Finally, we have created a method to multiply one large number (size dependent on memory/list limit) and one 8 byte number. This would solve 99.999% of practical math problems, heck we can even get the answer to 264 right now (using the over iterator and 64#2). Unfortunately, this doesn’t even come close to what python is capabale of; unfortunately for python, this doesn’t even come close to the craziest solution I can think of.

Lets take a different approach.

A Reimagined Attempt: Matrices

If you are having nightmarish flashbacks to highschool/college, I am sorry, but we must persist. For a quick refresher on matrix multiplication, khan academy has a pretty good video on it here

The main concept of matrix multiplication is described in the image below: mmu-image The resulting digit in the first row and first column is the dot product of the first row of the first matrix and the first column of the second matrix. Similarly, the resulting digit in the first row and second column is the dot product of the first row of the first matrix and the second column of the second matrix. This is continued for each row/column until the resulting matrix is formed.

One cool special case in matrix multiplication is the identity matrix. It is a square matrix that when multiplied by a second matrix, will return the second matrix.

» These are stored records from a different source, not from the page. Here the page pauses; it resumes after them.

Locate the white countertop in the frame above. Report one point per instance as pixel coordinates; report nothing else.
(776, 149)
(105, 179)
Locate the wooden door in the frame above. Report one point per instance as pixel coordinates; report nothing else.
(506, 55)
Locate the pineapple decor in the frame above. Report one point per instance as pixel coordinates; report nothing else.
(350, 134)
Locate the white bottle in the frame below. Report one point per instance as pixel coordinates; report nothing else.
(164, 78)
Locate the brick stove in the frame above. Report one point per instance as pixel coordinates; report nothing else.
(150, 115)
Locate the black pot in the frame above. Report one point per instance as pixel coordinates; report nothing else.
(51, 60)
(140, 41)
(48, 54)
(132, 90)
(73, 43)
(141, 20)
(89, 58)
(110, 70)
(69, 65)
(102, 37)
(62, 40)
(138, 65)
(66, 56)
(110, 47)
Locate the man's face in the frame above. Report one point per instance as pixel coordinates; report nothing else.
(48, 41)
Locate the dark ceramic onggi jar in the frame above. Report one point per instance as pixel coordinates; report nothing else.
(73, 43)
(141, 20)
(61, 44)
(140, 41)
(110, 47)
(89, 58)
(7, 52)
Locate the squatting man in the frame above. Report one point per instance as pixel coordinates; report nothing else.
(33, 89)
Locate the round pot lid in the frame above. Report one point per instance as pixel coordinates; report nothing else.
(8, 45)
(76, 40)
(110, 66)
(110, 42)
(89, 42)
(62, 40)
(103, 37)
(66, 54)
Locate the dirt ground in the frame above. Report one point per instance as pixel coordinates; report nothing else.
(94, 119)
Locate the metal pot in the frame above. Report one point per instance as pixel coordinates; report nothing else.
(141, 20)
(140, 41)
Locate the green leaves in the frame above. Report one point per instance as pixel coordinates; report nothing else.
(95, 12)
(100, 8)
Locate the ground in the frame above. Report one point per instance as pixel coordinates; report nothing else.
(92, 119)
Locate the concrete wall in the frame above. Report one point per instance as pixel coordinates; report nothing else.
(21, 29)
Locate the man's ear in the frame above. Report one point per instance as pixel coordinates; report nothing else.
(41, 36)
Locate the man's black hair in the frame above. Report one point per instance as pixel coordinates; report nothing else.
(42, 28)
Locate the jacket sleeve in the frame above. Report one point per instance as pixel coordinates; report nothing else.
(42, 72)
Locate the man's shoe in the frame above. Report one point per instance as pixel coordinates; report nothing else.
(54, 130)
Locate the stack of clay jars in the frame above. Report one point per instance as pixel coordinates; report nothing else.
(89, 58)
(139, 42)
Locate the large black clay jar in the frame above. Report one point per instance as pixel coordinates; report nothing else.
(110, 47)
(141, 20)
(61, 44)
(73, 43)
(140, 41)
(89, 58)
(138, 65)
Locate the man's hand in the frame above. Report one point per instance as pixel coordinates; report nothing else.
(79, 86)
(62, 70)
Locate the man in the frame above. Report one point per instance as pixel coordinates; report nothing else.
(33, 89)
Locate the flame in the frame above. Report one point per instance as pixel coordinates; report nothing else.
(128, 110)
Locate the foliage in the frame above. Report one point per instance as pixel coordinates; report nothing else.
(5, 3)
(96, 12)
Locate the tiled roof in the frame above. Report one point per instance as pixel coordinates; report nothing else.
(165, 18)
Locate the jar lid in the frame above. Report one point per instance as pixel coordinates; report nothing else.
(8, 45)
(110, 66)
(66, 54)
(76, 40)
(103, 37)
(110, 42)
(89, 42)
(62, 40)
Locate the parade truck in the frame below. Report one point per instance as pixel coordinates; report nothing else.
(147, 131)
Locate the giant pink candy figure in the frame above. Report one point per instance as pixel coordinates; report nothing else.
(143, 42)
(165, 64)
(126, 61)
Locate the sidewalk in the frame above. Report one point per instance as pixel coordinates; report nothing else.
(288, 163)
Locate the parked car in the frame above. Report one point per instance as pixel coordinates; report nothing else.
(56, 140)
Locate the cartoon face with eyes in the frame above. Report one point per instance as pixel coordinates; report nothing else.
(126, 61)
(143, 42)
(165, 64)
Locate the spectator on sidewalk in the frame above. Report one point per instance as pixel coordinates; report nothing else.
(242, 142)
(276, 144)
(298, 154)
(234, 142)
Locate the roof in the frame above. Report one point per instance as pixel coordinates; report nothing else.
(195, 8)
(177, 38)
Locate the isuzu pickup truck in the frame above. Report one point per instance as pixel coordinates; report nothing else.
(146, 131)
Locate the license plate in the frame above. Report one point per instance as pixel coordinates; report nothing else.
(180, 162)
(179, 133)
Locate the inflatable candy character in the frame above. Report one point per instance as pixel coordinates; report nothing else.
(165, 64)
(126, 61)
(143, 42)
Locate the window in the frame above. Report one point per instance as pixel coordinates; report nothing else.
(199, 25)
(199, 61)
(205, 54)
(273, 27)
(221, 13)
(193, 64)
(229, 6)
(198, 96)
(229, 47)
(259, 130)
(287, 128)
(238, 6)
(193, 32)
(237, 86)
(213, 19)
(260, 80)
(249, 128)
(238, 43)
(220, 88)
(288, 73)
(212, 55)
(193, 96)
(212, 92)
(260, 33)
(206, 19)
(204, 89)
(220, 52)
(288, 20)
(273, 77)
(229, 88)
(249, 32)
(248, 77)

Lets see an example:

(1 2 3)	  x	(1 0 0)    =	(1 2 3)
(4 5 6)		(0 1 0)	    	(4 5 6)
    		(0 0 1)

// Breakdown
1*1+2*0+3*0	1*0+2*1+3*0	1*0+2*0+3*1	->	1 2 3
4*1+5*0+6*0	4*0+5*1+6*0	4*0+5*0+6*1	->	4 5 6

By multiplying the identity matrix by a scalar, we can achieve the same results as multiplying the original matrix by a scalar

(1 2 3)	  x	(1 0 0)	x 2
(4 5 6)		(0 1 0)	    
    		(0 0 1)

OR

(1 2 3)	  x	(2 0 0)    =	(2  4  6)
(4 5 6)		(0 2 0)	    	(8 10 12)
    		(0 0 2)

// Breakdown
1*2+2*0+3*0	1*0+2*2+3*0	1*0+2*0+3*2	->	2  4  6
4*2+5*0+6*0	4*0+5*2+6*0	4*0+5*0+6*2	->	8 10 12

But this scalar would still be subject to the same 8 byte limitation as any number in kdb+. Unless…

(1 2 3)	  x	(1 0 0)	x 315
(4 5 6)		(0 1 0)	    
    		(0 0 1)

OR

(1 2 3)	  x	(3 1 5 0 0)    =	( 3  7 16 13 15)
(4 5 6)		(0 3 1 5 0)	    	(12 19 43 31 30)
    		(0 0 3 1 5)

Wow, lets take a closer look at that example. This time we will focus on the top row of our first matrix.

(1 2 3)	  x	(1 0 0)	x 315
    		(0 1 0)	    
    		(0 0 1)

OR

(1 2 3)	  x	(3 1 5 0 0)    =	( 3  7 16 13 15)
    		(0 3 1 5 0)	    	
    		(0 0 3 1 5)

// Using our previously discussed rounding method
( 3  7 16 13 15) -> 3 8 7 4 5

// Why is this significant? 
123 * 315 = 38745			

Incredible. By replacing the 1s in our identity matrix with the vectorized representation of our scalar number, we are able to achieve a vectorized representation of the result. What’s better is that at no point are we multiplying numbers greater than 10. With this method we have completely eliminated any 8 byte number limitations, our only limitation now is the size of the multiplication matrix. That limit is a bit more difficult, but it is at least restrained by the internal kdb+/q list limit of 264-1 in q3.* or 2 billion in q2.*

Before we get too carried away with the math of it all, lets get all this to work in code.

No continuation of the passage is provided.